Consideremos estos misterios.
La poesía es un arte del lenguaje. El lenguaje, sin embargo, es una creación de la práctica. Observemos primero que toda comunicación entre los hombres sólo tiene alguna certidumbre en la práctica, y mediante la verificación que nos da la práctica. Le pido fuego. Me da fuego: me ha entendido.

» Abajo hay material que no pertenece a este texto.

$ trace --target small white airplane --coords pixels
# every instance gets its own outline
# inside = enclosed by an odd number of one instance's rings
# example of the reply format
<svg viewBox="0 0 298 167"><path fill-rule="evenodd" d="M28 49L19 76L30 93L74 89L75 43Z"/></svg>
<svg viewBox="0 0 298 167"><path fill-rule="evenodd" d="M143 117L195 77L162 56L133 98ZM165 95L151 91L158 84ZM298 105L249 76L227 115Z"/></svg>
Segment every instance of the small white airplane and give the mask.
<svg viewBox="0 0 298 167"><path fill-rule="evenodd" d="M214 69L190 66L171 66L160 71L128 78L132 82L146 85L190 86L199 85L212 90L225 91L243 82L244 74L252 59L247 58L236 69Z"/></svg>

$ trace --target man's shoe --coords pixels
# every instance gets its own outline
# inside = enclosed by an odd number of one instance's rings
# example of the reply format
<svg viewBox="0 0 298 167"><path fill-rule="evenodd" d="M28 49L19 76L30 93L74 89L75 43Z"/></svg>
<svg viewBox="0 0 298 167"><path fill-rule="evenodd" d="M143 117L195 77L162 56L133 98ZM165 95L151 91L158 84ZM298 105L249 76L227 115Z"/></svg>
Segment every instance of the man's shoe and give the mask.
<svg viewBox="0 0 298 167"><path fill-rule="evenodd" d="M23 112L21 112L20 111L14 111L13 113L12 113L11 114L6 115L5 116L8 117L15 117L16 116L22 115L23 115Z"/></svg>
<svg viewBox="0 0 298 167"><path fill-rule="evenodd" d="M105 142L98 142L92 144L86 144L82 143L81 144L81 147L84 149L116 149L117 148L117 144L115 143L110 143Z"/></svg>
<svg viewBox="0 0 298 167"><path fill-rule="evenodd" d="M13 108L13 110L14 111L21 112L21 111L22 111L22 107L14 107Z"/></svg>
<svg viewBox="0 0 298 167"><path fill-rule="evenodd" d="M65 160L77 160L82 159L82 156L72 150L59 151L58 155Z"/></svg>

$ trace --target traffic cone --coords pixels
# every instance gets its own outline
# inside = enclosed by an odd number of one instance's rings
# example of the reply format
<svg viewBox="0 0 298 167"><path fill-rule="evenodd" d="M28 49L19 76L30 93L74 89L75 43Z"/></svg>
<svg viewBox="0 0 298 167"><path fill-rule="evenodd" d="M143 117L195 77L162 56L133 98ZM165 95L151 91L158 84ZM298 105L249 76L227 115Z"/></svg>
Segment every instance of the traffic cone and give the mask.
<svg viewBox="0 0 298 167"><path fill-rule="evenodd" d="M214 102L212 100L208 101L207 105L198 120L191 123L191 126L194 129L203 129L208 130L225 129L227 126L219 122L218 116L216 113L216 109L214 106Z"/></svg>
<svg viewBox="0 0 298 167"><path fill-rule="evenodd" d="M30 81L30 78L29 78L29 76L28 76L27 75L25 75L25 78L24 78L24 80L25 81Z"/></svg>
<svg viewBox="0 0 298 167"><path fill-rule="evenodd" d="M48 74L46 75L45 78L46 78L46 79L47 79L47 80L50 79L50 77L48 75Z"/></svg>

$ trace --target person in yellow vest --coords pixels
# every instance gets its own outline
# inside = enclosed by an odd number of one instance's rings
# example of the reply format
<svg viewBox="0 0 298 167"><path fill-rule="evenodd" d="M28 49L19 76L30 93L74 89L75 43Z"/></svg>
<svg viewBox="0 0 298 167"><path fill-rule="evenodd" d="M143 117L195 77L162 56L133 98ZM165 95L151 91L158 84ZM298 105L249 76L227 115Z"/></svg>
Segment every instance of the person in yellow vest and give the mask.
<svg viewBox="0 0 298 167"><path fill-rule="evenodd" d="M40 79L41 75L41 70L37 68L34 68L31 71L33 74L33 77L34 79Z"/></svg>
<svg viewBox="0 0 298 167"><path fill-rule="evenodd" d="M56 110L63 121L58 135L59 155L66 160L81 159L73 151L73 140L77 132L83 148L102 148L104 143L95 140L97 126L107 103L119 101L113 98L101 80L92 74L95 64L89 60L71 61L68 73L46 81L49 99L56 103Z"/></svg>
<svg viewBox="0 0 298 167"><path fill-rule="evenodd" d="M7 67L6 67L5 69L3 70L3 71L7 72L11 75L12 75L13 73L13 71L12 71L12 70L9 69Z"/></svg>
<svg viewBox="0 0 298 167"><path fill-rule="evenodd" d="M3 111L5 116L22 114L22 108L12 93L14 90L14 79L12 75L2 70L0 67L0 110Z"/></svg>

Pero, al pedirme fuego, ha pronunciado algunas palabras sin importancia, con un determinado tono, y con un determinado timbre de voz —con una determinada inflexión y una determinada lentitud o una determinada precipitación que yo he podido notar—. He comprendido sus palabras, pues, sin pensarlo, le he tendido lo que me pedía, ese fuego. Pero he aquí que sin embargo la cuestión no ha terminado. Cosa rara: el sonido, y casi la figura de su pequeña frase, vuelve a mí, se repite en mí; como si se complaciera en mí; y a mí, a mí me gusta volver a oírla, esa pequeña frase que casi ha perdido su sentido, que ha dejado de servir, y que sin embargo quiere vivir todavía, pero una vida muy distinta. Ha adquirido un valor, y lo ha adquirido a expensas de su significación finita. Ha creado la necesidad de volver a ser escuchada… Henos aquí al borde mismo del estado de poesía. Esta experiencia minúscula va a bastarnos para descubrir más de una verdad.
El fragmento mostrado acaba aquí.